Friday, April 25, 2008

2007 Online Retail Sales Surge to $175 Billion




Online retail sales in 2007 reached $175 billion, a 21% increase over $144.6 billion in 2006, according to a new report from Forrester Research Inc.

This is the first drop in growth after years of around 25% growth. And according to Forrester Research projections, it will be far from the last. The firm forecasts: $204 billion in online retail sales in 2008, 17% growth over the previous year; $235.4 billion in 2009, 15% growth; $267.8 billion in 2010, 14% growth; $301 billion in 2011, 12% growth; and $334.7 billion in 2012, 11% growth.

“While on the surface, declining year-over-year growth percents for online commerce may represent a maturation of the e-commerce industry, it is important to also recognize the industry will add approximately $30 billion in additional revenue every year for the next five years. This is a sizable amount,” says Sucharita Mulpuru, principal analyst, retail, at Forrester Research, and lead author of the report, “U.S. E-commerce Forecast: 2008 to 2012.”

The growth rate remains significant. And a variety of factors are driving it. “E-commerce continues its double-digit year-over-year growth rate in part because sales are shifting away from stores and in part because online shoppers are less sensitive to adverse economic conditions than the average U.S. consumer,” the report says.

But challenges lie ahead. The report cites three major hurdles e-retailers face as the growth rate of online sales decreases: most consumers still prefer stores, the web channel is becoming increasingly seasonal, and online shoppers tend not to browse.

“The in-store experience is, for most customers, categorically better: It is immediate, tangible and social. And by shopping in stores, consumers can touch and feel items, avoid issues surrounding returns, and avert pesky shipping costs,” the report says. “And seasonal businesses have notorious challenges in managing every aspect of their business, from their merchandise to their employees to their cash flow. These conditions could prove to be choppy waters for online retailers as the industry matures.” And while web stores offer a wide variety of products, online shoppers generally are not browsers, the report adds. “While catalogs can often serve to drive customers to new products or stores,” it says, “the spear-fishing mentality of most online shoppers means there is less opportunity for retailers to effectively drive higher average order values or units per transactions.”

To continue to grow their sales as the overall growth rate of online sales decreases, e-retailers must devise new strategies, Mulpuru says.

“Growing international sales is one opportunity, especially given the weakness of the dollar at this point in time,” she says. “And retailers still need to fix the user experience, employing more tools like rich Internet applications or alternative payments or more robust cross-sell tools.

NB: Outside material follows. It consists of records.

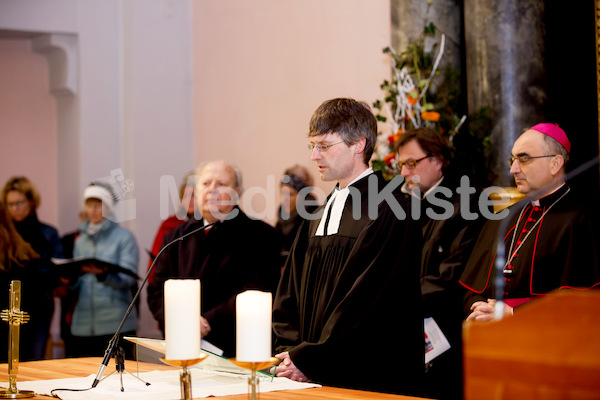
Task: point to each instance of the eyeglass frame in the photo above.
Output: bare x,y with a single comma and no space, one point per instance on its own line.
524,159
321,148
17,204
415,162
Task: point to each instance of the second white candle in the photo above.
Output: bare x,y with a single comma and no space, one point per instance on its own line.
253,326
182,319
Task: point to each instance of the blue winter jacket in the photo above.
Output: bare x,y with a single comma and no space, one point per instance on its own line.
103,300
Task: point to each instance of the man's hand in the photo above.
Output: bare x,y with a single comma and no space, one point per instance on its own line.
92,269
484,311
287,369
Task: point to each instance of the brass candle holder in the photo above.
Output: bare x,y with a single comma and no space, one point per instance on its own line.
185,378
15,318
253,381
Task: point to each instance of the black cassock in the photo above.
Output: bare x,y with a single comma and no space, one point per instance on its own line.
348,308
237,254
553,245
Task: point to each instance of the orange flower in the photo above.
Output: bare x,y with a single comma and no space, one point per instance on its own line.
413,97
432,116
393,138
388,159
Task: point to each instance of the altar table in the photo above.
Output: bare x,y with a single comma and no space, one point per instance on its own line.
82,367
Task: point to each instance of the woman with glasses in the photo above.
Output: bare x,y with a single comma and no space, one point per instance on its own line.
21,200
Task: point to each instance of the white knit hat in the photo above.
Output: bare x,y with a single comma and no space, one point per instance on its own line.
101,193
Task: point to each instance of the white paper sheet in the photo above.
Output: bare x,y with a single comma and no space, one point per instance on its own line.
435,340
164,386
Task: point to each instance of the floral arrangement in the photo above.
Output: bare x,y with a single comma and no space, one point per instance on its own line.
419,94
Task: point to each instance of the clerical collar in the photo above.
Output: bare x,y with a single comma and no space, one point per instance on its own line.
549,198
332,213
405,189
362,175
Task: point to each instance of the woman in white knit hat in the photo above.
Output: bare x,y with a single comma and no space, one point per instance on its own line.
103,296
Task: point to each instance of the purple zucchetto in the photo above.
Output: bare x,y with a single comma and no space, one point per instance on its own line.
555,132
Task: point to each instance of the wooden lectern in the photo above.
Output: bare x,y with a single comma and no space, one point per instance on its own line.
549,349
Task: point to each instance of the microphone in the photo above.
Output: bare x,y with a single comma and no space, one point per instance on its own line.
501,246
113,341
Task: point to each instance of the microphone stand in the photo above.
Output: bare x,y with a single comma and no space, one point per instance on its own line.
501,246
115,339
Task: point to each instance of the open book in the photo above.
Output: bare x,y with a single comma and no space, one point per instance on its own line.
214,363
71,267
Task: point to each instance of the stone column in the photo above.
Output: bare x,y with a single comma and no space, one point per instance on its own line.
408,21
504,42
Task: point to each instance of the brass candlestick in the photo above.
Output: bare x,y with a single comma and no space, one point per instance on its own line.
15,318
253,382
185,378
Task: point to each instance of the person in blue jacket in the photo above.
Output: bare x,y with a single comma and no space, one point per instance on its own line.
103,296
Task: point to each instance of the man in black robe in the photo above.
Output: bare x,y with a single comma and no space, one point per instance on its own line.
450,222
236,254
550,241
348,308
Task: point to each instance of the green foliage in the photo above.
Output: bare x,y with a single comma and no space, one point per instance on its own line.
421,93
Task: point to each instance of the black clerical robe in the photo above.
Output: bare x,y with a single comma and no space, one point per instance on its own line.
449,233
235,255
348,308
553,245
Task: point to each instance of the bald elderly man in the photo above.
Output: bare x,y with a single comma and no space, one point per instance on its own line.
238,253
550,243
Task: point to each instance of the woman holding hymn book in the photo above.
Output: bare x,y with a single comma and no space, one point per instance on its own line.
103,294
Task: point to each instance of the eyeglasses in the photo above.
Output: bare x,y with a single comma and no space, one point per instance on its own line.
524,159
16,204
411,164
321,147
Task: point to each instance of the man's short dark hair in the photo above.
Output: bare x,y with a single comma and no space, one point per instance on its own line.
430,140
350,119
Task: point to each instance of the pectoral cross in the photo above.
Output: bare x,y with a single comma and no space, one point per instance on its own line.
15,318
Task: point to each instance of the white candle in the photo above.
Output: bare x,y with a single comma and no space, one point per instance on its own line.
253,326
182,319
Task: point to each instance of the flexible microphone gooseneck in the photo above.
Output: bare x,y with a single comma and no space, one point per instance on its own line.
501,246
113,341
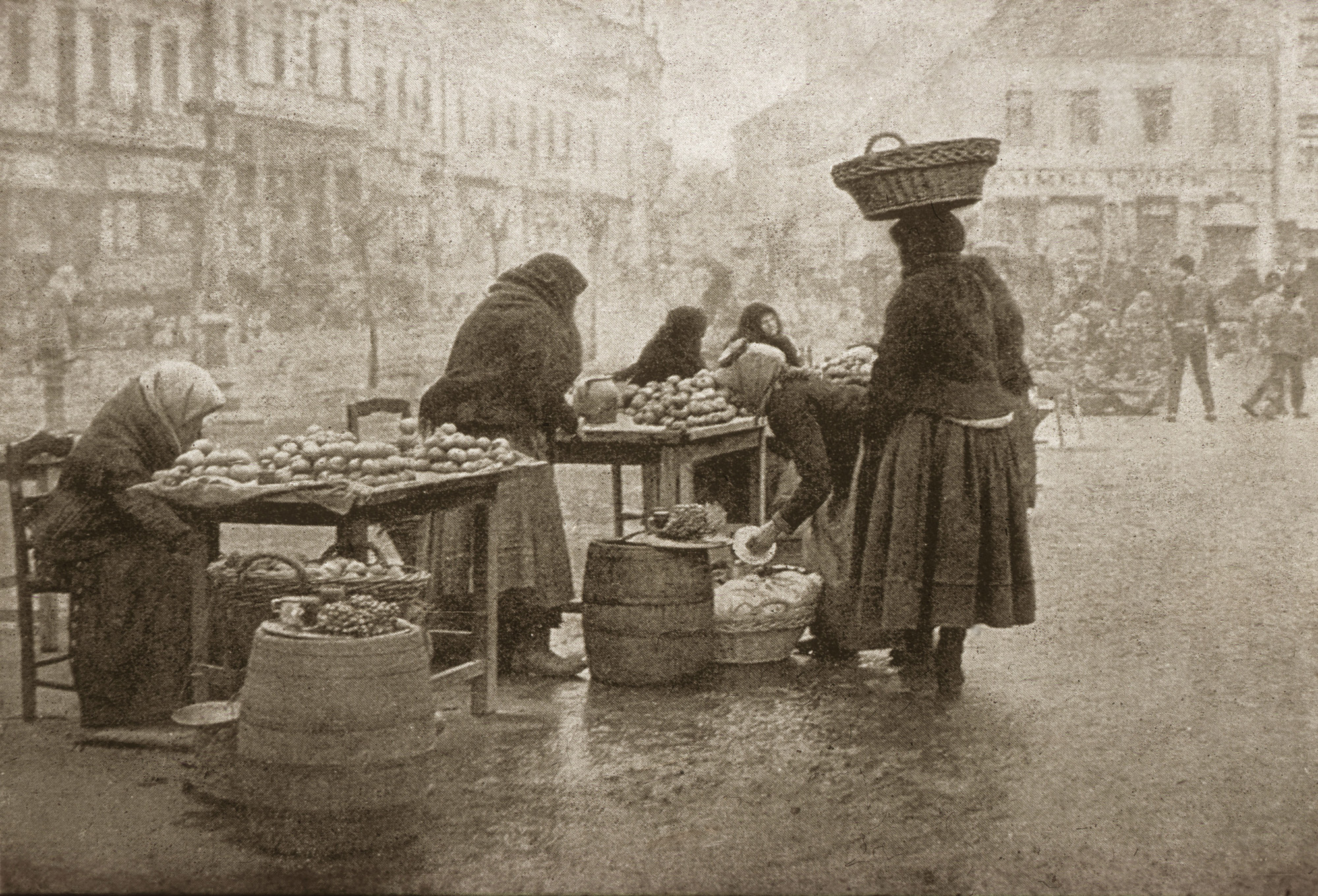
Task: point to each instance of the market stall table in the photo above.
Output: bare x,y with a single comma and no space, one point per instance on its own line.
665,458
380,507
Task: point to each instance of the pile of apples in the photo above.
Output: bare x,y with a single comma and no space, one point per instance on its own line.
851,368
449,451
681,404
330,457
343,569
206,459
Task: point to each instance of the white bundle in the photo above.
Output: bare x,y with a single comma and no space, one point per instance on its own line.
781,592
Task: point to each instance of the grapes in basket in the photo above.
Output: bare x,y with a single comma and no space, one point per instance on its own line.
357,617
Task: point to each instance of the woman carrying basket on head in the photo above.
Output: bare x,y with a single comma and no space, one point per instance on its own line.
942,537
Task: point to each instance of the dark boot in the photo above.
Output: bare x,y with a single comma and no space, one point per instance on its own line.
915,659
947,661
530,654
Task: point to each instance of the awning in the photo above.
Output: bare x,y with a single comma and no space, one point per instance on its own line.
1230,214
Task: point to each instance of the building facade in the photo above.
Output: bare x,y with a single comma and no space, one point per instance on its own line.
219,148
1133,132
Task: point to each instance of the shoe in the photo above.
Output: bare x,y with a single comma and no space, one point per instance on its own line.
826,652
532,656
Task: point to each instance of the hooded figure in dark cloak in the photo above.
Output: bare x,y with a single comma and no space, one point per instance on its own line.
512,364
674,351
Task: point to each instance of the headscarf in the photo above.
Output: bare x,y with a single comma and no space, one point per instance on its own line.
550,277
749,327
752,374
179,393
927,233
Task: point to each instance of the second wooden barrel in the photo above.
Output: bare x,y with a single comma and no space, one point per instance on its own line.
337,727
649,612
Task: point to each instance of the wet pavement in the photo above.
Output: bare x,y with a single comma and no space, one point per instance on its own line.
1154,732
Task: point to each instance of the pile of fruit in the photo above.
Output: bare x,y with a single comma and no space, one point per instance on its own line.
693,522
325,455
851,368
343,569
206,459
357,617
681,404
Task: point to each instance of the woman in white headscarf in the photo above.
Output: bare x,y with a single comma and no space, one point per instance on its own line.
125,555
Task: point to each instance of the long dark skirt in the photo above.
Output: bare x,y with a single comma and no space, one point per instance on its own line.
534,565
131,634
947,540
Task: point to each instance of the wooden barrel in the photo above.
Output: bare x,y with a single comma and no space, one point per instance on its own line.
339,728
649,612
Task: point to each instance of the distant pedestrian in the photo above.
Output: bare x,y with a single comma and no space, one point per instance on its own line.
1191,318
1284,337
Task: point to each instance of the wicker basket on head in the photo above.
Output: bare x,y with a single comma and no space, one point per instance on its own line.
947,175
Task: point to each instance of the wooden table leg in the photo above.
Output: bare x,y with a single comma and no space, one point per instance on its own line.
202,621
617,501
484,690
762,457
670,478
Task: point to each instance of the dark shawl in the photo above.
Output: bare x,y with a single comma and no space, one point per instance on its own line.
751,330
90,512
954,338
673,351
516,355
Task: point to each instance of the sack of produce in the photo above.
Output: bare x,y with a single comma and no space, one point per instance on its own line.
761,617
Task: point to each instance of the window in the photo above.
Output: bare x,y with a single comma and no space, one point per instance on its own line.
277,48
1085,118
20,45
169,65
382,93
143,64
1021,118
345,61
403,94
241,45
1309,44
101,56
1226,117
1155,113
313,49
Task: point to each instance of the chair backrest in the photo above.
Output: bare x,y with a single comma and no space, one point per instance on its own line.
366,408
35,461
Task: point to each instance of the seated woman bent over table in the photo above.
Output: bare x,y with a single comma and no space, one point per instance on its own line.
125,555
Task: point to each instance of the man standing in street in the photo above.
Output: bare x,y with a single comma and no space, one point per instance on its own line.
1283,334
1191,318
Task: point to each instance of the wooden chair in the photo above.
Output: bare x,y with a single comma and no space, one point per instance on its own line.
366,408
35,461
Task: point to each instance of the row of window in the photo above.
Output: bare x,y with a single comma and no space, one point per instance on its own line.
262,56
1085,125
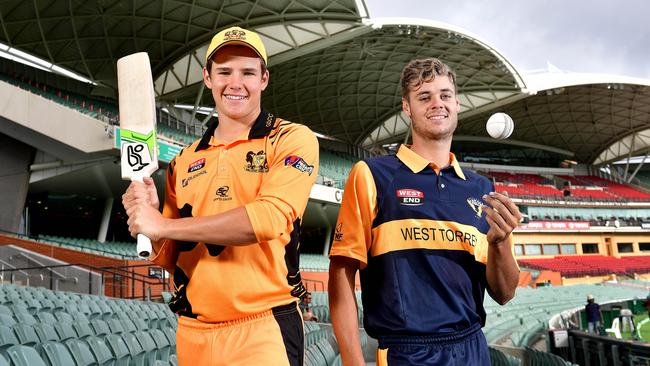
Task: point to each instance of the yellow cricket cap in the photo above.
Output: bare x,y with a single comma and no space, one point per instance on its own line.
237,36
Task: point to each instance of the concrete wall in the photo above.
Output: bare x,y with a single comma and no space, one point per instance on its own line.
14,181
53,120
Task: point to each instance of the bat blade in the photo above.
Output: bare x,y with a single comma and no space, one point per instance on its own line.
137,105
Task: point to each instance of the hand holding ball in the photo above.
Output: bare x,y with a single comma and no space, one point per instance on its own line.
500,126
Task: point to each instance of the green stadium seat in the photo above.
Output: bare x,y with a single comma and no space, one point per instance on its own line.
62,316
101,351
19,308
24,318
80,352
148,345
26,335
115,326
55,353
47,305
162,344
83,329
5,310
7,338
24,356
118,349
171,337
65,331
135,349
46,332
7,320
44,317
100,328
498,358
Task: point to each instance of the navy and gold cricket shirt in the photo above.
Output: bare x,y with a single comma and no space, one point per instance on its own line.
420,237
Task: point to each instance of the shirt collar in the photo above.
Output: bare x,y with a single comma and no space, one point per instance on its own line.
417,163
261,128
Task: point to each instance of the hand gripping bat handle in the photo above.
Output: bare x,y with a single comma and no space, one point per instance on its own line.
144,244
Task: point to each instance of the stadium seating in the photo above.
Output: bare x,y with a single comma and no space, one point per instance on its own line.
114,249
589,265
583,188
86,330
335,167
526,316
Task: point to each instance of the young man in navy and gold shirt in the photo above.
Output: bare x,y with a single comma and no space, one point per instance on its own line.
428,238
229,228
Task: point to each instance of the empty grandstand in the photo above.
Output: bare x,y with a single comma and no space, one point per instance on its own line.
74,292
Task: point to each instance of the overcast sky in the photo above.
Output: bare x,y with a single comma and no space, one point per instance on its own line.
611,37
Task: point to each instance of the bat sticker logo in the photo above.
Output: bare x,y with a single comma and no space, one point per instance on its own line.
134,156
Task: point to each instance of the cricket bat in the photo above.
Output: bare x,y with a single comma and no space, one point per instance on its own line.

The user experience online still is largely subpar and improvement there alone can help many e-retailers grow.”

875 Million (and growing) Potential HomeATM Users!


Over 875 million consumers shopped online worldwide in 2007, according to a survey by The Nielsen Company.

This represents a 40 percent increase in the number of Internet shoppers over the last two years, the U.S.-based market research firm says.

“When Nielsen conducted its first global survey into Internet shopping trends two years ago, around 627 million people had shopped online,” Bruce Paul, Vice President of Customized Research at Nielsen U.S., says. “Within two years, this number has increased by 40 percent to 875 million.”

According to Nielsen’s survey, which was conducted in October 2007, over 85 percent of the world’s online population has used the Internet to make a purchase. Globally, more than half of Internet users made at least one purchase online in January 2008, Nielsen estimates.

Among Internet users worldwide, the highest percentage shopping online is found in South Korea. Nielsen says 99 percent of South Korean Internet users have shopped online, followed by the UK, Germany and Japan in joint second place, each with 97 percent. The U.S. came eighth, with 94 percent of Internet users having shopped online.

Credit cards are by far the most common method of payment for online purchases. Nielsen says that 60 percent of global online consumers used their credit card for a recent online purchase, while one in four online consumers chose PayPal. Of those paying with a credit card, more than half (53 percent) used Visa, Nielsen says.